1. Buy the Right Property

The first tip to avoid purchasing an underwater investment property is to purchase a property below its intrinsic value. Search for properties in locations which are known for their strong history of capital growth. During the high seasons, you may gain financially by owning a rental property which performs better than the regular property. Consequently, you will likely get a consistently high rate of appreciation over time. Also, ensure that your rental property is located in a diversified economy to protect it against a real estate market crash. Keep off neighborhood having a sole economic driver like Detroit – famously known for its extensive auto industry. Most likely, you will experience a higher vacancy rate if your property is positioned in a specific industry-dependent region.

2. Focus on Positive Cash Flowing Properties

So far your investment property keeps generating higher rental income compared to its rental property costs, i.e., positive cash flow, then whatever happens in the housing market is of little significance. You can only be affected by a sudden price drop if you choose to sell your investment property.

3. Adhere to the “1% Rule”

By placing your focus on the properties which can be leased for 1% of the purchase price monthly, you stand a better chance of avoiding the underwater property. For instance, a rental property worth $100,000 but yielding a mortgage payment of $1000 per month is likely to generate positive cash flow.

4. Consider C-Class investment or higher

When you invest in A-class, it means you have invested in properties located in a great neighborhood with a diverse economy. In this way, the issue of underwater mortgage can be avoided, as well as the negative impacts of a market crash. On the contrary, D-class properties are those positioned in areas with high rates of vacancy and criminal activities.

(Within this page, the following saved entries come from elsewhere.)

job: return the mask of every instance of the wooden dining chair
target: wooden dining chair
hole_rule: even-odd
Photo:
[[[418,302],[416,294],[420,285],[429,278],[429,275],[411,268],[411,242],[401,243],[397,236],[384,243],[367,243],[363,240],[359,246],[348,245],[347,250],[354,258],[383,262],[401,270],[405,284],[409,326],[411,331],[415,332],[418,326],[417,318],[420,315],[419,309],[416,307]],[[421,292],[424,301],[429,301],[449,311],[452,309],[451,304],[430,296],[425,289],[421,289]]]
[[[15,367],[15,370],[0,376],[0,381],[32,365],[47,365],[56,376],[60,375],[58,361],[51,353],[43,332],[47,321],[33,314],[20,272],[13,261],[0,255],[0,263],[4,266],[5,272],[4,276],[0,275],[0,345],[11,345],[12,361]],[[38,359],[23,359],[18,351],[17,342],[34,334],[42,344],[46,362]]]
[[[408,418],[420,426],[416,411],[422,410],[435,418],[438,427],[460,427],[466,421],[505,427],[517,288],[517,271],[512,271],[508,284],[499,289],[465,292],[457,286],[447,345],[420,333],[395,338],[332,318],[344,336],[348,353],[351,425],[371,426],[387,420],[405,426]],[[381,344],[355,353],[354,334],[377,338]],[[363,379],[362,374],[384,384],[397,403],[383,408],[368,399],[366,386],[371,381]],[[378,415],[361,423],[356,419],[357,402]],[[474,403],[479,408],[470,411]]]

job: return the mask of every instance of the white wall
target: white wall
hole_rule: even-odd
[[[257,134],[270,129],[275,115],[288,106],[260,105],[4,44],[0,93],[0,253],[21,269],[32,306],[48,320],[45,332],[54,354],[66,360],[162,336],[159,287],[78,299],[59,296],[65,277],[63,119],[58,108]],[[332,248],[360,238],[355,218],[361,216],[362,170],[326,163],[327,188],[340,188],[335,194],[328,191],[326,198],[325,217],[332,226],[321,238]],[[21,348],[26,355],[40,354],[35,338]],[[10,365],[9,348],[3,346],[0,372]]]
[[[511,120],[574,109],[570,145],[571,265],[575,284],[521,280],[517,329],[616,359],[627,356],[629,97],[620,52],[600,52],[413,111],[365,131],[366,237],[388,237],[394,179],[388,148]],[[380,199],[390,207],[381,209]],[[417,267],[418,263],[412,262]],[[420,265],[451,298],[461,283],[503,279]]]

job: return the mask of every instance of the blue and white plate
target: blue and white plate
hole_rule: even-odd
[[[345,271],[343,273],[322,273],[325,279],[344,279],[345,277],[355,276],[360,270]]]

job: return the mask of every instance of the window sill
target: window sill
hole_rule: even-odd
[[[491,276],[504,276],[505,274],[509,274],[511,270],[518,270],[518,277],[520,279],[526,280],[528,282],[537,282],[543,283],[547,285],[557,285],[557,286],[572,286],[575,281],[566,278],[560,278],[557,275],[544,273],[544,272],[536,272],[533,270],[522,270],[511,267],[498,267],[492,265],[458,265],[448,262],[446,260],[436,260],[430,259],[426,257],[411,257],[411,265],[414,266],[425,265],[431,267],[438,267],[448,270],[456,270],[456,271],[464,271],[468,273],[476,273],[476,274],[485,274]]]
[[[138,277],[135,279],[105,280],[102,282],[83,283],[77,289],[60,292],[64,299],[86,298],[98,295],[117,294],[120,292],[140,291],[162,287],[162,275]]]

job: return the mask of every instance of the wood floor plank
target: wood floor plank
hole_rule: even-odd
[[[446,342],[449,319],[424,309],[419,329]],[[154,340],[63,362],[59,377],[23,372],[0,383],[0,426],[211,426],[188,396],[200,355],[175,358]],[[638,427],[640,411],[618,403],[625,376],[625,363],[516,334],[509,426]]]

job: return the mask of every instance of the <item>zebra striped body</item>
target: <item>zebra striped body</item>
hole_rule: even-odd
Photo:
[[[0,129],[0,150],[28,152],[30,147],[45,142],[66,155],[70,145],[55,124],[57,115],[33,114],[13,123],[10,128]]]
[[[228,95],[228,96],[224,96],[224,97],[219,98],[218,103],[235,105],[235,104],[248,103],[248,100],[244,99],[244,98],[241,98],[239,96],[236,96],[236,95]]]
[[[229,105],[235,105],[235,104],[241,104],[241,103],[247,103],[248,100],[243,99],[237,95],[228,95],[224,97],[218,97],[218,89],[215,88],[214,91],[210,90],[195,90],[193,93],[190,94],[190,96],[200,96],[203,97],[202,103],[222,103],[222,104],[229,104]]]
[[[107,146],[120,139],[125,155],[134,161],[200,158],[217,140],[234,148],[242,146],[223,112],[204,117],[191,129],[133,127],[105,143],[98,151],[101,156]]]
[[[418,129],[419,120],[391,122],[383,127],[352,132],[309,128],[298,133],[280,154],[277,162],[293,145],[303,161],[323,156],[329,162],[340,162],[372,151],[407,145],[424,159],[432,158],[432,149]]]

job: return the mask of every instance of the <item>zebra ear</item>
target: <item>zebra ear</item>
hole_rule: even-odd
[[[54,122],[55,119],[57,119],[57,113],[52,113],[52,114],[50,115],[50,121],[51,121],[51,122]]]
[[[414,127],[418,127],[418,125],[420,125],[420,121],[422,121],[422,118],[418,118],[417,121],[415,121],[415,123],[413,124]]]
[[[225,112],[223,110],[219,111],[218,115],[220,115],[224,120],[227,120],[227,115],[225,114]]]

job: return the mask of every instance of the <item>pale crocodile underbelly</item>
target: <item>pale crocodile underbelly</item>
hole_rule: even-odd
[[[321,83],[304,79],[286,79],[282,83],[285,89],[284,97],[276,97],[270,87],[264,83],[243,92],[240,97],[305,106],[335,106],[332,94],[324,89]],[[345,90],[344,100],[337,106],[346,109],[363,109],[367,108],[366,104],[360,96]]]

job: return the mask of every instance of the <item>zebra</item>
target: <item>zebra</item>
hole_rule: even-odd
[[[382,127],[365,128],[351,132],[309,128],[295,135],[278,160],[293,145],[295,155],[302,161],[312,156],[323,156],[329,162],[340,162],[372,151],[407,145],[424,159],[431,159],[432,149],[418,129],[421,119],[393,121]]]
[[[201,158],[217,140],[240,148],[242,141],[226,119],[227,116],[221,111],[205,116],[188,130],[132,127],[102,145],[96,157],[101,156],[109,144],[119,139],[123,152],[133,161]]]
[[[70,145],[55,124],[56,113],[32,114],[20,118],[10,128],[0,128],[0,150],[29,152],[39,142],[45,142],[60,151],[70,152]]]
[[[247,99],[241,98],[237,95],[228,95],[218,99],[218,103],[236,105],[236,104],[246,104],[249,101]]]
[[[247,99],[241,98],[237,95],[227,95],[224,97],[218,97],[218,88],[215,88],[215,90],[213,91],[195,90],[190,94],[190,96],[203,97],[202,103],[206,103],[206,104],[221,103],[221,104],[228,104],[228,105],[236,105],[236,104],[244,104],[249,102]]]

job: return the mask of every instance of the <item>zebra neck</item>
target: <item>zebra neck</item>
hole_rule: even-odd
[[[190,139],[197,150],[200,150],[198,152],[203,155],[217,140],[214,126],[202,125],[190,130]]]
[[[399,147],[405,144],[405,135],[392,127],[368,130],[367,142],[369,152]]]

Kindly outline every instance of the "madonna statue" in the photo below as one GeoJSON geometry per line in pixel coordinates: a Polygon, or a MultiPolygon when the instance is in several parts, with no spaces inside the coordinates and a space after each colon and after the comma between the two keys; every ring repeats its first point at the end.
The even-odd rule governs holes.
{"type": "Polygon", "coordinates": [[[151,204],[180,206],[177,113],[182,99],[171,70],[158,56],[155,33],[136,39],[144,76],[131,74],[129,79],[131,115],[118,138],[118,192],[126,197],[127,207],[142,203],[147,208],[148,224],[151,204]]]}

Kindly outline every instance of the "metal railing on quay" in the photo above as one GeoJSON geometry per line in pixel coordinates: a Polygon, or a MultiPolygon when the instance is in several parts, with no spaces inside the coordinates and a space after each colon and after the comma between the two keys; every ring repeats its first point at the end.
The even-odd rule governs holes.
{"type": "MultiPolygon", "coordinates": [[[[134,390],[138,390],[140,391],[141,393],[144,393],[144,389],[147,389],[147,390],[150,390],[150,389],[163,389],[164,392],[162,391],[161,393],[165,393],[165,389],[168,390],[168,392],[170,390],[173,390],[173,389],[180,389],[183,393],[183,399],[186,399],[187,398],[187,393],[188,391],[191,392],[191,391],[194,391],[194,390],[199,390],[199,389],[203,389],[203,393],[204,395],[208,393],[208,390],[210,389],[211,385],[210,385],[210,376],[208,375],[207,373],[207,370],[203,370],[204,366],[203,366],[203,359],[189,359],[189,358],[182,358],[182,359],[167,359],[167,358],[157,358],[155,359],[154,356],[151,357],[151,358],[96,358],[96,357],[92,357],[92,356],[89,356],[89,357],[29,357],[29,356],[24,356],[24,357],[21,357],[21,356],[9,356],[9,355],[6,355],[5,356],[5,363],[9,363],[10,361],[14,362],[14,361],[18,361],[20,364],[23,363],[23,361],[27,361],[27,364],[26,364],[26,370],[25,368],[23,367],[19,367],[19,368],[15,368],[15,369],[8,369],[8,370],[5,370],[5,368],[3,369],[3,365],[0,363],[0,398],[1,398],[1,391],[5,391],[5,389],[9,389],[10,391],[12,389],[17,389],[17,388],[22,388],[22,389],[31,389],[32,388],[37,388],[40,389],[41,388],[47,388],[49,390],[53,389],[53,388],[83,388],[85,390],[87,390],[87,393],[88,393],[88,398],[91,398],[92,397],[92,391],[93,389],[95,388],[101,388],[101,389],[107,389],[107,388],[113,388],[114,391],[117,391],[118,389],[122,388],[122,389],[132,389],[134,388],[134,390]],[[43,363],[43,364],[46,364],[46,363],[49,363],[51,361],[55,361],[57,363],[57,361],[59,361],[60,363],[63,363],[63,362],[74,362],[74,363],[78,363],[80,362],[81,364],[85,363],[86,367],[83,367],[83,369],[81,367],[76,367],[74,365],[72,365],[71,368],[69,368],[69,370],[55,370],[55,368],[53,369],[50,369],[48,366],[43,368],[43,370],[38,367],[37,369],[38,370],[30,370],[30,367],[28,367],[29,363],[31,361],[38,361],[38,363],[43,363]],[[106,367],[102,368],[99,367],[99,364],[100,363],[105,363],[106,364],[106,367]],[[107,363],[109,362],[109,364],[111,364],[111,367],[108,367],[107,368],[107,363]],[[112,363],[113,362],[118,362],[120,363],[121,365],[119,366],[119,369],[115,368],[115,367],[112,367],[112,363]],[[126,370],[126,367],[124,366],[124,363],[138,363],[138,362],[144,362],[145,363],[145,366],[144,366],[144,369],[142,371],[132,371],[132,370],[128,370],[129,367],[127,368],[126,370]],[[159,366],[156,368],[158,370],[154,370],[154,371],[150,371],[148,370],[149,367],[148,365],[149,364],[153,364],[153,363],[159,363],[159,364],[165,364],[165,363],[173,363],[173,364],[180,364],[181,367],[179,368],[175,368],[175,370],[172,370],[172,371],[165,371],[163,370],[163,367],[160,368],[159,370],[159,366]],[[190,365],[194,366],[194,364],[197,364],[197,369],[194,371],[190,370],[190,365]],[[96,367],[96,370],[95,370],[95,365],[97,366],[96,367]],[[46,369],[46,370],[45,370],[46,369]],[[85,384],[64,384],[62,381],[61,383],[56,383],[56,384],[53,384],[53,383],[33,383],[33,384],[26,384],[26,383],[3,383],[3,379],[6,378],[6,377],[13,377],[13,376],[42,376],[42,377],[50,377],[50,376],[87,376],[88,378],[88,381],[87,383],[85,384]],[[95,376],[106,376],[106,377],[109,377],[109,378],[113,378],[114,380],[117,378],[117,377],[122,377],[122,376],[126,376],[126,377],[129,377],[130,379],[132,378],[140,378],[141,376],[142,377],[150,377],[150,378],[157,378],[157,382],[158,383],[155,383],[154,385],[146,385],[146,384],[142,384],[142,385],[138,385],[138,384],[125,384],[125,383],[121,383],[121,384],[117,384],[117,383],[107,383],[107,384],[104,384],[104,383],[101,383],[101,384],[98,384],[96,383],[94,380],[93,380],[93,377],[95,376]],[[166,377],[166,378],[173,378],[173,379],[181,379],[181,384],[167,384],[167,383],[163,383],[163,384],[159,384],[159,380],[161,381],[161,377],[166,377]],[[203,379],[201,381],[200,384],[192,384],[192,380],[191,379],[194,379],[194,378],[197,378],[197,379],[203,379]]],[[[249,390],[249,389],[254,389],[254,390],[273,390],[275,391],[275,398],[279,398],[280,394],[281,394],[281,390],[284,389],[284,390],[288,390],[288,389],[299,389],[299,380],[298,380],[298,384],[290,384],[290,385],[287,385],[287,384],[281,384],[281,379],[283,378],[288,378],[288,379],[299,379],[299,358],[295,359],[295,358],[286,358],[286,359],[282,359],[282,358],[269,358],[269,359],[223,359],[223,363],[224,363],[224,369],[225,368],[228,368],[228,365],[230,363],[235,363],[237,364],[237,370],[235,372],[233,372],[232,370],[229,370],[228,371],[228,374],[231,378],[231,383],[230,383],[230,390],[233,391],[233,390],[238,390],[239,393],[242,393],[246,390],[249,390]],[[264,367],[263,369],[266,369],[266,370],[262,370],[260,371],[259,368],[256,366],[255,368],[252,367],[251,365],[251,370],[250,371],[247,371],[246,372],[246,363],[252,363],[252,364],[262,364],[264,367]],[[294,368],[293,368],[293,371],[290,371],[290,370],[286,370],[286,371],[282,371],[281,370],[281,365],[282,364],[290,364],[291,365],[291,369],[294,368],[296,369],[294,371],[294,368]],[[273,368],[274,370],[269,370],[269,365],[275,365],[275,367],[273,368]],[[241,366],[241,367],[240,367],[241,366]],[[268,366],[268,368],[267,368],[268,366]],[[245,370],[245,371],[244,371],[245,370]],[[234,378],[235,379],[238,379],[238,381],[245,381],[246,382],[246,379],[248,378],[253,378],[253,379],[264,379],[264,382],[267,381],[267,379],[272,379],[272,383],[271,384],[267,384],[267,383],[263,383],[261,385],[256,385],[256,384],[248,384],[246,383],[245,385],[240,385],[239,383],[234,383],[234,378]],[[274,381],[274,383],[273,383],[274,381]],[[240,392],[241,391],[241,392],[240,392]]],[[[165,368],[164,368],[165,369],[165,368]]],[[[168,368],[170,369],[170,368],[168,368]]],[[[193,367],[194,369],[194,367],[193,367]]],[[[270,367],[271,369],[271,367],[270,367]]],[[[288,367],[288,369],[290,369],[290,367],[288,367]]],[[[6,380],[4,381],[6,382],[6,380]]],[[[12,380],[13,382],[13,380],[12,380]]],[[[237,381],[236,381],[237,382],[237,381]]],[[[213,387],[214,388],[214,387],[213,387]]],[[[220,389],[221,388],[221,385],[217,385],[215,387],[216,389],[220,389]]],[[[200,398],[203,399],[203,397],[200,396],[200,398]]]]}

5. Appraise the Investment Property Annually

A routine assessment of your property is crucial for two significant reasons; first, it helps ascertain accurate property taxes, and second, it helps track value losses and gains. With this process, you can derive your property’s end-value from recent sales of similar properties within the same region, national market trends, and the amenities within the property.

6. Do some routine renovations

To safeguard the value of your investment property, you are advised to check for damages and indicators of dangers on a routine basis. Failure to address a rotting backyard deck may result in an injury on the tenants. Consequently, you may have to pay charges or get sued. That aside, the value of your property will decrease as more hazards affect the safety of the occupants.

7. Get ready for the worst

Sometimes, things don’t just go as planned. Therefore, ensure that you have a financial buffer in place. With it, you will be protected against soaring interest rates. In the case of an underwater mortgage, one of the reliable means of alleviating the amount of interest which applies to your loan is to create a line of credit. Alternatively, you can link an offset account to your loan.


Rental property investment should be treated as a business to avoid the risks and consequences of underwater mortgage, most notably considering the present volatile economy. You can mitigate the risks and unforeseeable changes in the value of properties by establishing good risk management practices and adhering to the tips listed herein.